Shuzhao Liu, Hiroshi Yoshino and Akashi Mochida
Bibliographic info:
The International Journal of Ventilation, Vol. 10 N°3, December 2011

To clarify the indoor climate in Japanese college classrooms, an air-conditioned, mechanically ventilated classroom of a university was surveyed. Temperatures, humidity and carbon dioxide (CO2) concentration in winter and summer were measured before, during and after lessons. The airtightness of the room and the airflow rate of the ventilation system were also measured.

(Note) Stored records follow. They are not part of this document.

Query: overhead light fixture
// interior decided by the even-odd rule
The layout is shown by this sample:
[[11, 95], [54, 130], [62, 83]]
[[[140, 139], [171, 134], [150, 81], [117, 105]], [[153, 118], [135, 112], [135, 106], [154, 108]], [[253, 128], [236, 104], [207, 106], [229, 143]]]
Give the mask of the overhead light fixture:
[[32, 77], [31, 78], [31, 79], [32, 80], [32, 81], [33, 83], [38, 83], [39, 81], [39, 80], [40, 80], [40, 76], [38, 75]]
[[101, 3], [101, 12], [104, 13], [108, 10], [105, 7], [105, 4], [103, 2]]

In winter, at an outdoor air temperature around 0 ºC and with the thermostat temperature of the air conditioners set to 30 ºC, the vertical difference in room air temperature exceeded 10 ºC. The relative humidity (RH) was about 30% during lesson hours. After half an hour of occupancy, the CO2 concentration exceeded 1500 ppm in the respiration zone. It subsequently reached 2500 ppm, as measured within the respiration zone at half room height, after a continued 1.5 hours of occupancy. No special thermal or humidity problems were found in the summer survey. However, the CO2 level was very close to that of winter. The CO2 concentration decays indicated that the air change rate was 0.82 to 0.87 ac/h, which satisfied the Japanese criterion of 0.3 ac/h for the prevention of formaldehyde, yet it was far below the national criterion of 4.4 ac/h for college classrooms.